POPULARITY. There has been a great deal of flapdoodle about the declining popularity of the Duumvirate. Here are Levada’s latest numbers: Medvedev 75%, Putin 83%, government 58%. By contrast, Obama is in the 40s.

NOVAYA GAZETA. This newspaper has had another reporter murdered. Medvedev met with the editor and Gorbachev (a co-owner); he expressed his “deepest sorrow and compassion” and defended the right of the paper to criticise the authorities: “Thank God the newspaper exists”. Report by editor here.

HUMAN RIGHTS COUNCIL. Medvedev has revived a human rights advisory council and met with Chair Ella Pamfilova. Members include representatives from Memorial, Soldiers’ Mothers and Helsinki Group.

THE MIGHTY RUSSIAN ARMS BUILDUP. The operation in South Ossetia betrayed many deficiencies in the Armed Forces (JRL/2008/229/35). To fill some of them, it was announced last month that they would receive 3 (3!) UAVs over the next three years. Meanwhile it was reported that 70% of MiG-29s were too old to operate.

MUNICH CONFERENCE. US VP Biden made some openings and Moscow has generally responded with equal openness. But, all I can say was that Biden’s remarks were unimaginative. They were things that Moscow can do to help Washington and did not address the two principal irritants of endless NATO expansion and the missile bases in Europe. However, it’s early days yet and this is a welcome start. Merkel and Sarkozy also showed themselves more open. Can we see the “Saakashvili effect” slowly working its way through minds?

TRANSIT. Moscow and Astana will allow transit of non-lethal supplies for US troops in Afghanistan.

CFE. The Ambassador to NATO said Moscow would lift its embargo on the CFE Treaty if new NATO members ratified it.

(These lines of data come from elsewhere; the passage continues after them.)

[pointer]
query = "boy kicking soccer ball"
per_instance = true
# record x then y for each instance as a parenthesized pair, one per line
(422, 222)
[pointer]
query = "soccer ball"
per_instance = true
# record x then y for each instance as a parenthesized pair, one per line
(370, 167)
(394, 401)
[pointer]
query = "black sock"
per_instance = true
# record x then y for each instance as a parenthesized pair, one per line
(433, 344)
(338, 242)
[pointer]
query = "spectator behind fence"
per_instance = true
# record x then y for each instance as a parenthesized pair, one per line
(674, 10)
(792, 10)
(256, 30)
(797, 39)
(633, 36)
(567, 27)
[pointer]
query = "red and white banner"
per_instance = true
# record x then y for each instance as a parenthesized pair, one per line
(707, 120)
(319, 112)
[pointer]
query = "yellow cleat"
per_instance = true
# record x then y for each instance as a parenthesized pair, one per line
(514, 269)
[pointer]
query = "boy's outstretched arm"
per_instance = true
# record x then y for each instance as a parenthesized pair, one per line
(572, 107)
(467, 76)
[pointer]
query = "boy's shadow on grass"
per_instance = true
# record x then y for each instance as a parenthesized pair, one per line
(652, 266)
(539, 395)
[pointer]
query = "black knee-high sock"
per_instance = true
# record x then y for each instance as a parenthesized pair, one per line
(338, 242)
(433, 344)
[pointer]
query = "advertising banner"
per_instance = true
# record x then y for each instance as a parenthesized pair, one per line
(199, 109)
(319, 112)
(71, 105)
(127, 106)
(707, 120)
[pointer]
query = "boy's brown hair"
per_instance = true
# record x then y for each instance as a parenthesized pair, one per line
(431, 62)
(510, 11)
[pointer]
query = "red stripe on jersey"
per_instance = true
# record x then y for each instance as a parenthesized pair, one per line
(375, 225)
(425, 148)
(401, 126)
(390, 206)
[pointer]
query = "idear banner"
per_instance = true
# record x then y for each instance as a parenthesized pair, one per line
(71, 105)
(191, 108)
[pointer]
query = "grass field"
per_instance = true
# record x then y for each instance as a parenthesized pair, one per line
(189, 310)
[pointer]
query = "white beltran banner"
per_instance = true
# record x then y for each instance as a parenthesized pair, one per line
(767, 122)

He claimed this was a well-known position but I don’t think I’ve heard it before.

CHECHNYA. The representative of the “Chechen Republic-Ichkeria”, Akhmed Zakayev, who actually represents neither many Chechens nor the jihadists still operating there, has said he is open for dialogue with Chechnya’s government and president. I doubt Groznyy is interested in “dialogue” but the amnesty offer remains open. It’s over.

GAS WARS, BELARUS. On Tuesday Lukashenka said there were no plans for Belarus to use the Russian ruble. While there is nothing new in this position – the currency question has been blocking the so-called Union State for at least a decade: Moscow doesn’t want to pay the “sticker price” for Belarus’s economy and Minsk doesn’t want to become a province – when Belarus’s gas contract comes up for renewal and the price goes up I’ll bet the Kommentariat (again) twists this into Moscow punishing Minsk.

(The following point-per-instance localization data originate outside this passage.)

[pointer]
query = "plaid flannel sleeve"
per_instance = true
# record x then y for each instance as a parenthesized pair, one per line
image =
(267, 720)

MANAS. Kyrgyz Republic President Bakiyev in Moscow secured some economic benefits and, while there, said that he would not renew the US lease on the Manas airbase. Naturally many connected the two. And, while there may be some connection, Bakiyev’s reasons should be heard: he said that Bishkek had repeatedly asked Washington for more rent “but the suggestion was ignored” and referred to the killing of a civilian by a US serviceman – “violations of law by U.S. military personnel”. But it’s always easier to write about big bad Putin than do a little research. The base has become quite a contentious issue in the Kyrgyz Republic.

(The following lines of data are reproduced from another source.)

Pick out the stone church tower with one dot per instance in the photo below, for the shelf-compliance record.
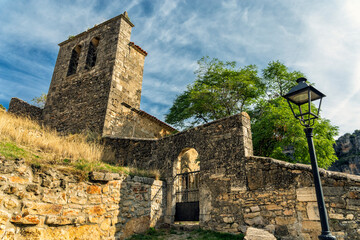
(96, 84)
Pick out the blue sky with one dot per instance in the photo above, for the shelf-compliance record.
(320, 38)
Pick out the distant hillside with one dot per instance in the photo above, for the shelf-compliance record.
(347, 149)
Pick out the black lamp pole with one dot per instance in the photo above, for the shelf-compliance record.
(325, 230)
(300, 95)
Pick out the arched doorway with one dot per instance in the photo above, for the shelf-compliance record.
(187, 185)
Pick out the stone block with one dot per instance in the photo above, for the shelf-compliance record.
(16, 179)
(96, 210)
(306, 194)
(93, 189)
(312, 211)
(42, 208)
(4, 217)
(311, 226)
(59, 220)
(258, 234)
(25, 220)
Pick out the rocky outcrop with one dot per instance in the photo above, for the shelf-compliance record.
(347, 149)
(48, 204)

GAS WARS, UKRAINE. Gazprom gave some numbers: in 2009 it expects to sell Ukraine US$9.5 billion worth of gas and pay about US$2.3 billion for transit. President Yushchenko’s spokesman says that Kiev will not revoke the gas agreement (although he is quoted as saying it was a threat to Ukraine’s independence). On the other hand, PM Tymoshenko continues to blame him for the problem in the first place. Meanwhile it is reported that Kiev is seeking a loan from Moscow.

AND ANOTHER DESERTION. On Tuesday Georgia’s former Ambassador to the OSCE announced that he was joining the opposition: “I cannot continue working under the leadership of a president and a government I do not believe in. Soon all of Saakashvili’s supporters will be in the US State Department.